ヘクソカズラ自体は日本や東アジアに分布していて、ヘクソカズラグンバイもアジアの南部に分布するという。
それが20世紀末まで日本にいなかったのは何故なのだろう。
悪臭が嫌われて交流する機会がなかったのか?

もう一つの不思議は、臭い葉を吸汁するヘクソカズラグンバイが何もにおわなかったこと。
これについては今年もう一度チャレンジしてみたい。

2023年9月4日、報告:自然観察大学 事務局 大野透




by sizenkansatu | 2023-09-04 20:08 | 植物と虫 | Comments(9)
Commented by wabisuke-miyake at 2023-09-04 22:38
ヘクソカズラ
そんなに臭いかなぁ
っていつも思います
子供のころから
花には馴染みがあり
花をとっては
唾つけて鼻の頭や
腕にくっつけて遊んでました
その頃は灸花と呼んでたと思います
屁糞葛だったら
そんな遊びしなかったかも~(*^^*)

お花拡大すると
こんなになってるんですね
面白いです
ありがとうございました~(*^^*)
うちの庭のヘクソカズラは
ホシホウジャクのはらぺこさんに
食べられてよく丸裸になってます(*^^*)
Commented at 2023-09-05 06:38
ブログの持ち主だけに見える非公開コメントです。
Commented by nyanko3773 at 2023-09-05 07:22
おはようございます(*^-^*)

ヘクソカズラは毎日見かけていますが
花に近づいてじっくり見たことはなかったので
こんなふうになっているのはビックリです(*_*)
そして小林幸子に爆笑(笑)
お散歩がまた楽しくなりそうです(⌒∇⌒)

Commented by sizenkansatu at 2023-09-05 15:49
> wabisuke-miyakeさん
コメントありがとうございます。
おっしゃるとおり、名前ほど臭いわけではないですよね。
ちょっとかわいそうかも…

ホシホウジャクは臭いのでしょうか?
気になります。
Commented by sizenkansatu at 2023-09-05 15:53
> nyanko3773さん
コメントありがとうございます。
おたがいに身近で見のがしていることが多いかもしれませんね。
それがあるのでおもしろいのでしょう。
今後ともよろしくお願いします。
Commented by miyabiflower at 2023-09-06 23:21
あちらこちらでこの小さい花を見かけますね。
花はちょっときらきらしているように見えたことがありましたが
このようになっていたのですね。
内側にもこんなに長い毛があるとは思ってもみなかったので、
拡大写真、ありがとうございます。
今度見かけたら、真正面からのぞきこみたくなると思います。
緑色の実をリースにするのが毎年楽しみで、
飾っておくとだんだん茶色っぽくなります。
葉っぱを揉むようなことがなければそんなに臭いも気になりません。
まだまだ実よりも花が多いので、
今度見かけたらじぃーっと見てみますね。
Commented by sizenkansatu at 2023-09-07 09:27
> miyabiflowerさん
コメントありがとうございます。
身近な生物でも、観察するたびに新しい発見がありますね。
でも、そうするとまた新たな疑問が湧いてきてしまうのですが…
これからも観察をたのしみましょう。
Commented by a-kazenifukarete at 2023-09-09 07:35
おはようございます
私の家のミニトマトの支柱にヘクソカズラが絡みついているので支柱を取ることが出来ずにいます
あんな小さな花がこんなにも不思議な花だとはそして葉も。
ビックリなことが一杯!ありがとうございます
又、グンバイムシ=写真の撮り方か?実際がこうなのか?良く分かりませんが
とっても虫には見えません
まるでブローチのようにも見えるし透明感がなんとも不思議です
色々見せて頂き教えて頂きありがとうごいました。

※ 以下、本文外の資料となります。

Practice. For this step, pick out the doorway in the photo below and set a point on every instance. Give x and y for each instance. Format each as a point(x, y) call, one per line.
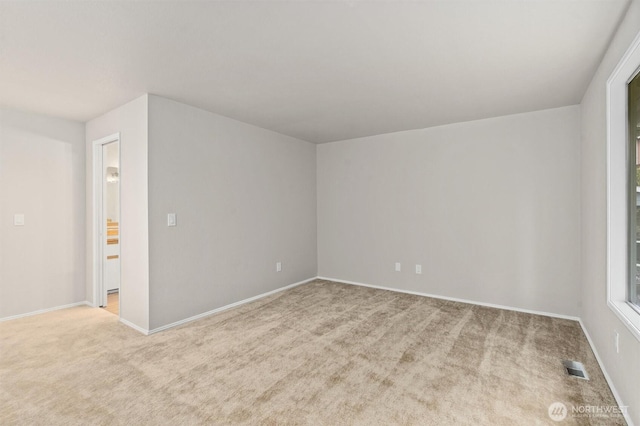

歩布里
Commented by sizenkansatu at 2023-09-09 16:36
> a-kazenifukareteさん(歩保里さん)
コメントありがとうございます。
ヘクソカズラの花、不思議ですよね。
どうしてこんな姿なんでしょうね。

ヘクソカズラグンバイは写真のままです。
小さいので肉眼ではわかりにくいですが、グンバイムシの仲間はみんなステンドグラスのようです。ヘクソカズラグンバイはその中でも一番派手な小林幸子ということです。
ぜひルーペで拡大して見てください。